関西写壇の中心にいた安井仲治は、41年10月に朝日新聞社主催の「新体制国民講座」の一環で「写真の発達とその芸術的諸相」というテーマで講演を行った。そこで、現在では報道的任務が「唯一の写真家としての途」とされるが、自分はその立場にはない、だが、どのようなかたちでも「写真を正しい姿に発展させて行きたい」と語った。そのためには「全人格的な写真家の修練とカルチュアーが必要」であり、「技術以上に全人格としてこれを行わなくてはならない」とし、明治天皇の御製を引用して「戦の庭に立つも立たぬも」同じ写真の「道」だと説いた。

 彼を慕っていた浪華写真倶楽部の小林鳴村は、この講演を見ていた。すると熱を帯びてしゃべる安井の顔が、しだいに仏像のように見えだし「不吉な予感に慄然(りつぜん)としながら」いつしか涙が流れてきたと振り返っている。

 小林の予感は的中する。
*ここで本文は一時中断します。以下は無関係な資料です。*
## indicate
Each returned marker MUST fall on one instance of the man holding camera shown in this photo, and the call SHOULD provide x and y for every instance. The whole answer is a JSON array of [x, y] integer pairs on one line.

このとき安井は高血圧と腎臓の病を得ていて、それもかなり進行していた。のちに「写真文化」の編集長になる石津良介は、おそらく丹平写真倶楽部の東京展のためだったと思われるが、病を押して上京した安井と会い、銀座の酒場でこう頼まれたという。

「これからどんな世のなかになっても、写真文化の火は、たとえどんなに小さい灯でもよいのです。この灯だけは消さないで下さいね」

 翌42年3月15日、安井仲治は39歳の若さでこの世を去った。それは「アサヒカメラ」廃刊号発行の10日ほど前に聞こえてきた悲報だった。

統合から廃刊まで

 日中戦争以降、どの出版社も印刷用紙の調達に苦労するようになった。それは当時、最大部数を誇っていた朝日新聞社でも同様だった。東京と大阪の出版部門が統合されて出版局(現在の朝日新聞出版の前身)が誕生した38年には、雑誌用紙の割り当て全体が2割削減されている。それからページ数は微減を続け、本誌40年9月号には「節紙国策」のため、以降は予約販売制になるとの告知が出された。

 その年の12月には情報局のもとに統制団体である日本出版文化協会が設立され、翌年には日本出版配給も設立された。政府や情報局はこうした統制団体を通じて用紙の調達から配本までをコントロールし、出版界を指導したのである。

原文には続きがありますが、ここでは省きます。